= Probability plot correlation coefficient plot =

The probability plot correlation coefficient (PPCC) plot is a graphical technique for identifying the shape parameter for a distributional family that best describes the data set. This technique is appropriate for families, such as the Weibull or the generalized Gaussian distribution, that are defined by a single shape parameter and location and scale parameters, and it is not appropriate or even possible for distributions, such as the normal, that are defined only by location and scale parameters.

Many statistical analyses are based on distributional assumptions about the population from which the data have been obtained. However, distributional families can have radically different shapes depending on the value of the shape parameter. Therefore, finding a reasonable choice for the shape parameter is a necessary step in the analysis. In many analyses, finding a good distributional model for the data is the primary focus of the analysis.

The technique is simply "plot the probability plot correlation coefficients for different values of the shape parameter, and choose whichever value yields the best fit".

==Definition==
The PPCC plot is formed by:
- Vertical axis: Probability plot correlation coefficient;
- Horizontal axis: Value of shape parameter.
That is, for a series of values of the shape parameter, the correlation coefficient is computed for the probability plot associated with a given value of the shape parameter. These correlation coefficients are plotted against their corresponding shape parameters. The maximum correlation coefficient corresponds to the optimal value of the shape parameter. For better precision, two iterations of the PPCC plot can be generated; the first is for finding the right neighborhood and the second is for fine tuning the estimate.

The PPCC plot is used first to find a good value of the shape parameter. The probability plot is then generated to find estimates of the location and scale parameters and in addition to provide a graphical assessment of the adequacy of the distributional fit.

The PPCC plot answers the following questions:
1. What is the best-fit member within a distributional family?
2. Does the best-fit member provide a good fit (in terms of generating a probability plot with a high correlation coefficient)?
3. Does this distributional family provide a good fit compared to other distributions?
4. How sensitive is the choice of the shape parameter?

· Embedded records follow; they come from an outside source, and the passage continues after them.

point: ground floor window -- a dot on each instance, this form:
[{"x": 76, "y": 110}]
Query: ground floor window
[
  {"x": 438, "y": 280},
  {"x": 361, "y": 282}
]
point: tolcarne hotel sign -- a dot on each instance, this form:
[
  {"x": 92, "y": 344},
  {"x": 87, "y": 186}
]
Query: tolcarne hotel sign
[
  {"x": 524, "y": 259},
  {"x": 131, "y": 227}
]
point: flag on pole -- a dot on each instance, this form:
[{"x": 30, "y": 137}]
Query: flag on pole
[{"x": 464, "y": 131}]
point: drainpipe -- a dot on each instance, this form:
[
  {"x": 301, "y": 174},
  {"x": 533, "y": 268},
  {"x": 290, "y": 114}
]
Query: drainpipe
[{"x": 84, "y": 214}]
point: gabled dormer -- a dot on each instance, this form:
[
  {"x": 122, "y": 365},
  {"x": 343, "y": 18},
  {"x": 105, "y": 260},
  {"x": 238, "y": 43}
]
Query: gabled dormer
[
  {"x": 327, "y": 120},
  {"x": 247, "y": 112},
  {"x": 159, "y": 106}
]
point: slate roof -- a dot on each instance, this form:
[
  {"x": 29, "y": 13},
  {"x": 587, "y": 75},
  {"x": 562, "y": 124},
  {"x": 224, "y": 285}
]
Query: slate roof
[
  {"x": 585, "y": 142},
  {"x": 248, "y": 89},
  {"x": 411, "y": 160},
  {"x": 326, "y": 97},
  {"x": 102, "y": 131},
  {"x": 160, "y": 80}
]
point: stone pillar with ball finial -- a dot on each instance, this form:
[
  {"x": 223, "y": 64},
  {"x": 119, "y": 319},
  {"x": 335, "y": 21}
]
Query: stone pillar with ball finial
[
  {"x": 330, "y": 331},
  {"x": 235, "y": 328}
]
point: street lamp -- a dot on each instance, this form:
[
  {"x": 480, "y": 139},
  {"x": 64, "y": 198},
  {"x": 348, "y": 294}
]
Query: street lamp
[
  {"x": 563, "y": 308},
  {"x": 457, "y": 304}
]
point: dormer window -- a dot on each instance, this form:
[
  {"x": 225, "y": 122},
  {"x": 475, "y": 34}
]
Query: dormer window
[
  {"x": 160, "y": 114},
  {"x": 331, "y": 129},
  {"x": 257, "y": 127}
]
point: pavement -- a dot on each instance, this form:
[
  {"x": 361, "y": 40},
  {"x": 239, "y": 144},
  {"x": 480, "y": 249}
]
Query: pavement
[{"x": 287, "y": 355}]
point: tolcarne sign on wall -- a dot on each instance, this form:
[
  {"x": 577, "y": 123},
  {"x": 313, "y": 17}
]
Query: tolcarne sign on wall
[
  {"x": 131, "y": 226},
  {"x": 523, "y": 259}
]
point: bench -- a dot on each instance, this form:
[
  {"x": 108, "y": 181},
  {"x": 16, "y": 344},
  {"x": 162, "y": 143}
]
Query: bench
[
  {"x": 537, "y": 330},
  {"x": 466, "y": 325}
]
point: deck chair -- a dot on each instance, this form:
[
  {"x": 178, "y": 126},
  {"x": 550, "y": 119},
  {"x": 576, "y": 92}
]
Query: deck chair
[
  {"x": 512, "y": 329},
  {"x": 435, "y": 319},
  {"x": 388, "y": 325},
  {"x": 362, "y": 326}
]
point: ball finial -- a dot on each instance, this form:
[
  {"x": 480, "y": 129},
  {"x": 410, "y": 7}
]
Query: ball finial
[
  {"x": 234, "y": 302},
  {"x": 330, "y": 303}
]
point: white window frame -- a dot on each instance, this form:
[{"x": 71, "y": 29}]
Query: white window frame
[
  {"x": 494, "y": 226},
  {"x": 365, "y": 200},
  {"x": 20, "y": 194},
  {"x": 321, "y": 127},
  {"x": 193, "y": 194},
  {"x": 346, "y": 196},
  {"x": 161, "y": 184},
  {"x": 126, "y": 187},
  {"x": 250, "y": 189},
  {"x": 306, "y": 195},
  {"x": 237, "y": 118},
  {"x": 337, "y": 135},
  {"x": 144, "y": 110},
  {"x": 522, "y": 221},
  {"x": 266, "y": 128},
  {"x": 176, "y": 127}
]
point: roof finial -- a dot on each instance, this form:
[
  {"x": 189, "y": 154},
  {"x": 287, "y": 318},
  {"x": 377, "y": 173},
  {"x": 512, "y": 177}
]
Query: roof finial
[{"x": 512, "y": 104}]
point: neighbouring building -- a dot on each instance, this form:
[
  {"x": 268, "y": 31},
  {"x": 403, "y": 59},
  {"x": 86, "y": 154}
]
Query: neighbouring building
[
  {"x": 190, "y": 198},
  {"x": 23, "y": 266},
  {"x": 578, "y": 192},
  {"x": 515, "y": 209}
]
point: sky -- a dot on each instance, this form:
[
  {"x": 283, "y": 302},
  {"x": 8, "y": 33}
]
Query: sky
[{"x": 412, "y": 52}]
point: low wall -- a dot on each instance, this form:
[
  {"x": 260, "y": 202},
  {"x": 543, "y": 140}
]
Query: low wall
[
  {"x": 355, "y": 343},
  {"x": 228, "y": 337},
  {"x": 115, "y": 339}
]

==Comparing distributions==
In addition to finding a good choice for estimating the shape parameter of a given distribution, the PPCC plot can be useful in deciding which distributional family is most appropriate. For example, given a set of reliability data, one might generate PPCC plots for a Weibull, lognormal, gamma, and inverse Gaussian distributions, and possibly others, on a single page. This one page would show the best value for the shape parameter for several distributions and would additionally indicate which of these distributional families provides the best fit (as measured by the maximum probability plot correlation coefficient). That is, if the maximum PPCC value for the Weibull is 0.99 and only 0.94 for the lognormal, then one could reasonably conclude that the Weibull family is the better choice.

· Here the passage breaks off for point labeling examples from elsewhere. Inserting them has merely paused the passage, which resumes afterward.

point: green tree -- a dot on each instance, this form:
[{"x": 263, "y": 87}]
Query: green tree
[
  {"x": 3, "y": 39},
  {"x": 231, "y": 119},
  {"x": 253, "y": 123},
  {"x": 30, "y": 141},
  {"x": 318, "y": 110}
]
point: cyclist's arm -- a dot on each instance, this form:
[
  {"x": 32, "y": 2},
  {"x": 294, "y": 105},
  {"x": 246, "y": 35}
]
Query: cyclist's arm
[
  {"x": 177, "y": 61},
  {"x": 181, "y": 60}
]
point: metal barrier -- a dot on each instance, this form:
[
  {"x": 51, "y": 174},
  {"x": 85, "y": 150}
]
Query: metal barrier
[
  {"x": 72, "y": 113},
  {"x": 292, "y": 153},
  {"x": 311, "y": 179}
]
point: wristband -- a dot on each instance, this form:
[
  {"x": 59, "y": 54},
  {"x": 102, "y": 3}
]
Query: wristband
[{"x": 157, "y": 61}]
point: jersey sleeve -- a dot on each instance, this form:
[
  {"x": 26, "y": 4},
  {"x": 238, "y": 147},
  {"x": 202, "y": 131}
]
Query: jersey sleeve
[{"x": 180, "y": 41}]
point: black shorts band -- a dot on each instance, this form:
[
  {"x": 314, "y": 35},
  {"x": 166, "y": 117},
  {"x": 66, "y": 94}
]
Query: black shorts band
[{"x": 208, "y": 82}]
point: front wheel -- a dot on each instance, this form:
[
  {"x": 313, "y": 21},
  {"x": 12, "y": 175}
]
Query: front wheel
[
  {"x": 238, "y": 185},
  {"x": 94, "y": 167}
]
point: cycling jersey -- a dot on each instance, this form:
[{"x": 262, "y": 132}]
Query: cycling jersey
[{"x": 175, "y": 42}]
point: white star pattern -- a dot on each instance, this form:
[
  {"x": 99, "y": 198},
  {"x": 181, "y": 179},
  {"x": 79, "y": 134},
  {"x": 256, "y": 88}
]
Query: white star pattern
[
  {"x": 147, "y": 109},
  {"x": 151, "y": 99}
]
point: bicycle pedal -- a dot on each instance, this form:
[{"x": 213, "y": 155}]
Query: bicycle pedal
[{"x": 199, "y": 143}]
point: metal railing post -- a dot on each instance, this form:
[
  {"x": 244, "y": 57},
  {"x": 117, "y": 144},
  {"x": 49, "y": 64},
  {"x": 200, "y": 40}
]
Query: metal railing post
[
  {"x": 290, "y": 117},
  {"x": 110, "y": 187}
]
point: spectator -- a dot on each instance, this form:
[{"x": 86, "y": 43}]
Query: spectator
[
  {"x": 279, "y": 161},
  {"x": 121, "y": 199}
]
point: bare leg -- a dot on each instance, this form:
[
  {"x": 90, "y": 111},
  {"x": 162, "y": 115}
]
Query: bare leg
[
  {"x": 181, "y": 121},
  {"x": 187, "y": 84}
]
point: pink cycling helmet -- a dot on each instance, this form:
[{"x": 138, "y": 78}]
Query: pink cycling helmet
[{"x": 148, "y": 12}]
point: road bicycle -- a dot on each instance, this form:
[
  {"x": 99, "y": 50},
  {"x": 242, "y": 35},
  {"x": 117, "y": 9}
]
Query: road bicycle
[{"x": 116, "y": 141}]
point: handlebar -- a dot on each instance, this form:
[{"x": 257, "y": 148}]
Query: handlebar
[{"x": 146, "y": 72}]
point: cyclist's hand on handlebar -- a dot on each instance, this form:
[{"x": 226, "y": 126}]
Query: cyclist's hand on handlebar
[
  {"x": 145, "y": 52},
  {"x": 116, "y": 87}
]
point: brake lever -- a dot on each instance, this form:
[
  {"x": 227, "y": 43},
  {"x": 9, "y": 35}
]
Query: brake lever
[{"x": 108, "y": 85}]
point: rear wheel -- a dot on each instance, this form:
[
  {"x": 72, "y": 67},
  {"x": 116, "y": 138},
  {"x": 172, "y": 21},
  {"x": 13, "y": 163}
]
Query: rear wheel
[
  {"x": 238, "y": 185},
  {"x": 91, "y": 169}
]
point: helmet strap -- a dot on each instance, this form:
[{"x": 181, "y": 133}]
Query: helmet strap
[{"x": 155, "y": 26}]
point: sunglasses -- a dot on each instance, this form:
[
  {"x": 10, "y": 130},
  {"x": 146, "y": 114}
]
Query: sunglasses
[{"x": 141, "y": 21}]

When comparing distributional models, one should not simply choose the one with the maximum PPCC value. In many cases, several distributional fits provide comparable PPCC values. For example, a lognormal and Weibull may both fit a given set of reliability data quite well. Typically, one would consider the complexity of the distribution. That is, a simpler distribution with a marginally smaller PPCC value may be preferred over a more complex distribution. Likewise, there may be theoretical justification in terms of the underlying scientific model for preferring a distribution with a marginally smaller PPCC value in some cases. In other cases, one may not need to know if the distributional model is optimal, only that it is adequate for our purposes. That is, one may be able to use techniques designed for normally distributed data even if other distributions fit the data somewhat better.

==Tukey-lambda PPCC plot for symmetric distributions==

The Tukey lambda PPCC plot, with shape parameter λ, is particularly useful for symmetric distributions. It indicates whether a distribution is short or long tailed and it can further indicate several common distributions. Specifically,
1. λ = −1: distribution is approximately Cauchy
2. λ = 0: distribution is exactly logistic
3. λ = 0.14: distribution is approximately normal
4. λ = 0.5: distribution is U-shaped
5. λ = 1: distribution is exactly uniform(−1, 1)
If the Tukey lambda PPCC plot gives a maximum value near 0.14, one can reasonably conclude that the normal distribution is a good model for the data. If the maximum value is less than 0.14, a long-tailed distribution such as the double exponential or logistic would be a better choice. If the maximum value is near −1, this implies the selection of very long-tailed distribution, such as the Cauchy. If the maximum value is greater than 0.14, this implies a short-tailed distribution such as the Beta or uniform.

The Tukey-lambda PPCC plot is used to suggest an appropriate distribution. One should follow-up with PPCC and probability plots of the appropriate alternatives.